Little Black Creek Water Park is located nearby off the Purvis-Baxterville Road. The park offers camping sites, picnic areas, swimming, fishing, and a nature trail. It is open Wednesday to Sunday and is a part of the Pat Harrison Waterway District. Access to the park can also be gained from Interstate 59 through Lumberton, MS.

Per the 2020 Census, the population was 267.

==History==
Baxterville was a stop on the Gulf and Ship Island Railroad. The population in 1906 was estimated at 150. Around that time, the settlement had a turpentine still and two saw mills.
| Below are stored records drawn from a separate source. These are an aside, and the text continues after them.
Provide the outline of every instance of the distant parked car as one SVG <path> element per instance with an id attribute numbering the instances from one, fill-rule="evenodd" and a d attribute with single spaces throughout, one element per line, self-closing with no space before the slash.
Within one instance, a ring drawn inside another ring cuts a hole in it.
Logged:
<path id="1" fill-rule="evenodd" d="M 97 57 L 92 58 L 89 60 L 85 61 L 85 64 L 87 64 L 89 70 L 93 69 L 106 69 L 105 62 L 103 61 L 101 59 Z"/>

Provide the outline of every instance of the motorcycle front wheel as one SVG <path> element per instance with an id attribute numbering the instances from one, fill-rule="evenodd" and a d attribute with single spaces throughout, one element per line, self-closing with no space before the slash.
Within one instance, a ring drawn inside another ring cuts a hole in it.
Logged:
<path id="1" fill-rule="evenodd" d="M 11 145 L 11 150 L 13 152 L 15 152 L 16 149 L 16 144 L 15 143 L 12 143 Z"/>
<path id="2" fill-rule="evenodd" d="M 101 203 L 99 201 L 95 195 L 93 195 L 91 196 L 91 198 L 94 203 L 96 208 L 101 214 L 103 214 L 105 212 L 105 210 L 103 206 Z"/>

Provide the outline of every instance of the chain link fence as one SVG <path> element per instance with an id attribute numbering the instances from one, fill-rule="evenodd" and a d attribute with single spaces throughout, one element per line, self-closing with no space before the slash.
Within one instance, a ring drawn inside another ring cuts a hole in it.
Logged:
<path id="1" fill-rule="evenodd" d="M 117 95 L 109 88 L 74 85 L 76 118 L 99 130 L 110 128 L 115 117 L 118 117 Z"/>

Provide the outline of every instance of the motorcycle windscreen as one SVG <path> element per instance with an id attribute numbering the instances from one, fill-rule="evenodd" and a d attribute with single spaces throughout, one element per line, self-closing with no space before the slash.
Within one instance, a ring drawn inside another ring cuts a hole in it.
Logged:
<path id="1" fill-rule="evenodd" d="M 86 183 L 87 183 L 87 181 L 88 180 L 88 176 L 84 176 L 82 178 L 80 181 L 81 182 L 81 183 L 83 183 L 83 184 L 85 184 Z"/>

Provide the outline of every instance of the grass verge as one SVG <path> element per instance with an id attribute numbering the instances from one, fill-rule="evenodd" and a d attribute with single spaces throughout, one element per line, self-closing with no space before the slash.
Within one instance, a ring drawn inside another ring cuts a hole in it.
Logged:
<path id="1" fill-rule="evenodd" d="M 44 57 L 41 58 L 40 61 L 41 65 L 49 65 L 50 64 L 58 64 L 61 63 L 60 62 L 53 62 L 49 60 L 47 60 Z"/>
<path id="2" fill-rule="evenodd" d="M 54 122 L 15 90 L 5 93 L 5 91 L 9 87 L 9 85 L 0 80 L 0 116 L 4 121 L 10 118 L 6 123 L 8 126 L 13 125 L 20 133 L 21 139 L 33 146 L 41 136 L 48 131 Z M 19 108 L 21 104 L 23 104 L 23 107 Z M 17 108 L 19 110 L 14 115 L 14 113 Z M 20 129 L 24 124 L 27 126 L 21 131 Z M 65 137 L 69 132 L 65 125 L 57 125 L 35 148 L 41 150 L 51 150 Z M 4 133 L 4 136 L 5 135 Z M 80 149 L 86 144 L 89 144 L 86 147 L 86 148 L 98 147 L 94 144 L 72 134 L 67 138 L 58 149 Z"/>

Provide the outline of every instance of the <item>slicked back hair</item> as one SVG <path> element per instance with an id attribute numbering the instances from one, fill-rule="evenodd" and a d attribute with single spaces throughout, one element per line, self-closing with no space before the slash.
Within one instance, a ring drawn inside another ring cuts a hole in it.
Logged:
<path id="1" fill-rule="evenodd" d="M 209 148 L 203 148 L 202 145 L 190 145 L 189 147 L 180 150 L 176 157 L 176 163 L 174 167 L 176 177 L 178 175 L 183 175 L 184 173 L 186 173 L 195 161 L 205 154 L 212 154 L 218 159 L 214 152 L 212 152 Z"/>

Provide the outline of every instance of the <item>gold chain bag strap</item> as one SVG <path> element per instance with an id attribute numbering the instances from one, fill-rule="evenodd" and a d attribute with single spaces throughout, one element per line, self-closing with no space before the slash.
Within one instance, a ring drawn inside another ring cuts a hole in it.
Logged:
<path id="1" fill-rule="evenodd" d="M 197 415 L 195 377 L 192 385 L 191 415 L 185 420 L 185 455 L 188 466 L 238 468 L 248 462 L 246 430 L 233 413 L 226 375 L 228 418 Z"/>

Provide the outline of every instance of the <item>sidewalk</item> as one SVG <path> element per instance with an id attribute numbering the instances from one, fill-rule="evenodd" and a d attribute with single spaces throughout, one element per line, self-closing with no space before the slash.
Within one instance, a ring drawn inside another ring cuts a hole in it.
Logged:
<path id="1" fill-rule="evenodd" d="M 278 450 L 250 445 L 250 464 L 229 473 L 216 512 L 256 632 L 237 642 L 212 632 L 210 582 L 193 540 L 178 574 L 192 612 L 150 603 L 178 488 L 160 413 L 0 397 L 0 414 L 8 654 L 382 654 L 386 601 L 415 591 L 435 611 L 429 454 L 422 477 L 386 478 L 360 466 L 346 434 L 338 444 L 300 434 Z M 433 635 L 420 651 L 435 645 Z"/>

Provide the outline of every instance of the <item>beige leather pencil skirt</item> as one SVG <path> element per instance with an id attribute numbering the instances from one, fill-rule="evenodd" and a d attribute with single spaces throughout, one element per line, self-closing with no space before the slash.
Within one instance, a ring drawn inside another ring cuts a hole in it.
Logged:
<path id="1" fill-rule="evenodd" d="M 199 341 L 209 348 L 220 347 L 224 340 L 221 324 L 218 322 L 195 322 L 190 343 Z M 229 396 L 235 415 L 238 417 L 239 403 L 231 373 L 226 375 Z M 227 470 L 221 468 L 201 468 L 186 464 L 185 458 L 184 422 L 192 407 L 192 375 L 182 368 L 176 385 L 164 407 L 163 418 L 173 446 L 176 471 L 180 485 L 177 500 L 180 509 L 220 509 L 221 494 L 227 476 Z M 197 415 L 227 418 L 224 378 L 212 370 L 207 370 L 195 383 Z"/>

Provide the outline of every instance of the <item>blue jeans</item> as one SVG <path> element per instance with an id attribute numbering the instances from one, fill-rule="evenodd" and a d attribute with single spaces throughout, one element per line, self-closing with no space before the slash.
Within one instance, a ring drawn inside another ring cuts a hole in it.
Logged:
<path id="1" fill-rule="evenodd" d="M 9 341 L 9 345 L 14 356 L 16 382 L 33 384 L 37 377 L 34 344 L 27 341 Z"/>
===Nuclear weapon testing===

At 10:00 a.m. on October 22, 1964, the United States Atomic Energy Commission detonated an underground nuclear device inside the Tatum Salt Dome, near Baxterville (Project Salmon). The plan was to detonate a single nuclear bomb about 2,700 feet down within solid salt. Two miles from the test site the blast shook pecans off the pecan trees, and homes, barns, and other buildings near the test site saw major to severe damage. About 400 residents were evacuated from around the test site for the day. At the test site, creeks ran black with silt-laden water, and seven days after the blast, more than 400 nearby residents had filed damage claims with the government, reporting that their homes had been damaged or that their water wells had gone dry. Project Salmon was considered a success, with the bomb delivering the same force as 5,000 tons of TNT, approximately one-third as powerful as the bomb that destroyed Hiroshima in 1945. The shock wave was felt in downtown Hattiesburg, almost 30 miles away. The bomb blasted a spherical cavity about 110 feet in diameter inside the salt dome, creating a cavern. This cavern was used for a second nuclear test within the salt dome on December 3, 1966 (Project Sterling) which had the force of 350 tons of TNT. These two underground nuclear explosions were the only ones executed on U.S. soil east of the Rocky Mountains. The Tatum Salt Dome site saw two additional tests by the Atomic Energy Commission as a part of Project Miracle Play. Project Miracle Play was similar to Project Dribble in that it too was designed to detect underground testing, but this time the two blasts were conventional bombs instead of nuclear. Mississippi’s two explosions in Project Miracle Play in 1969 and 1970 were fueled by a mixture of oxygen and methane.

==Demographics==

Baxterville first appeared as a census designated place in the 2020 U.S. census.

Historical population
| Census | Pop. | Note | %± |
| 2020 | 267 |  | — |
U.S. Decennial Census 2020

===2020 census===

Baxterville CDP, Mississippi – Racial and ethnic composition Note: the US Census treats Hispanic/Latino as an ethnic category. This table excludes Latinos from the racial categories and assigns them to a separate category. Hispanics/Latinos may be of any race.
| Race / Ethnicity (NH = Non-Hispanic) | Pop 2020 | % 2020 |
|---|---|---|
| White alone (NH) | 253 | 94.76% |
| Black or African American alone (NH) | 2 | 0.75% |
| Native American or Alaska Native alone (NH) | 0 | 0.00% |
| Asian alone (NH) | 0 | 0.00% |
| Pacific Islander alone (NH) | 0 | 0.00% |
| Some Other Race alone (NH) | 2 | 0.75% |
| Mixed Race or Multi-Racial (NH) | 6 | 2.25% |
| Hispanic or Latino (any race) | 4 | 1.50% |
| Total | 267 | 100.00% |

==Education==
The community has one school, Baxterville School, which is part of the Lamar County School District, and serves students in grades kindergarten through eighth.